She described suddenly being confronted with 70 urban 8th graders in a room and they didn’t know what to do to entertain themselves without exchanging insults and wishing for video games. Jane and her colleague taught simple paper-and-pencil games such as Dots and Boxes, team monster drawing (adding a body part to a body you haven’t seen before), tag team stories, and other non-tech pastimes.

I will be seeing Jane at the Association for Psychological Type International (APTi) XX Conference in Miami July 10-14 and I plan to see if she will play some of those games while we are there – they sound like fun.

What this reminded me of was my favorite gift for ages 2-7, a cookie sheet, a box of cake mix, and favorite kinds of cookie decorations and add-ins.
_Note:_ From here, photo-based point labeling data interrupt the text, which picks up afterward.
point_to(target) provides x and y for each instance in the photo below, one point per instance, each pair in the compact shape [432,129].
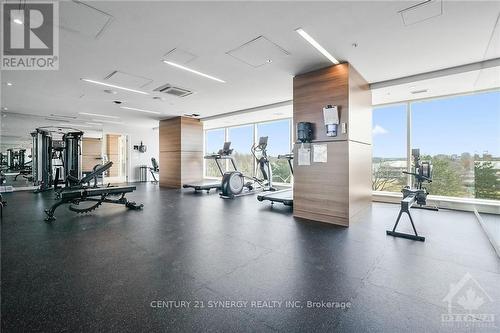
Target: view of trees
[241,138]
[486,180]
[462,176]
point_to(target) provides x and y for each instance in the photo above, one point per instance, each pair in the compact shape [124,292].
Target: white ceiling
[478,80]
[140,33]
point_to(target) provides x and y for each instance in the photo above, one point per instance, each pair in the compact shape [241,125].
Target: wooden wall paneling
[181,151]
[192,166]
[322,189]
[170,169]
[360,105]
[112,151]
[91,153]
[360,177]
[313,91]
[192,134]
[335,191]
[170,134]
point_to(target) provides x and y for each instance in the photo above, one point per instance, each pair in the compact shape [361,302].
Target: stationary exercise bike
[414,195]
[234,182]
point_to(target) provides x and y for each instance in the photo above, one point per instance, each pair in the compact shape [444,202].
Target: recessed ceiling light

Grandma Charlie’s CAKE BOX COOKIES

1 box cake mix, any flavor

½ cup salad oil

2 eggs

Assorted add-ins such as chocolate chips, nuts, anything you know the child likes

Assorted decorations such as sprinkles, raw sugar, frosting (in tubes or cans)

Stir cake mix, salad oil, and eggs together. If doing add-ins, add in ¼ to ½ cup of one

Drop by spoonful on cookie sheet about one inch apart

Bake 8-10 minutes (look for browning around the edges and sniff for a nice baked cookie smell (chocolate cookies are hard to tell about the edge-browning.) If there seems to be a slight scorched smell snatch quickly from oven. Slide quickly onto a wire rack and let cool. Then eat or decorate and eat happily.

Do you have a favorite game or activity you play now as an adult or with younger ones in your life?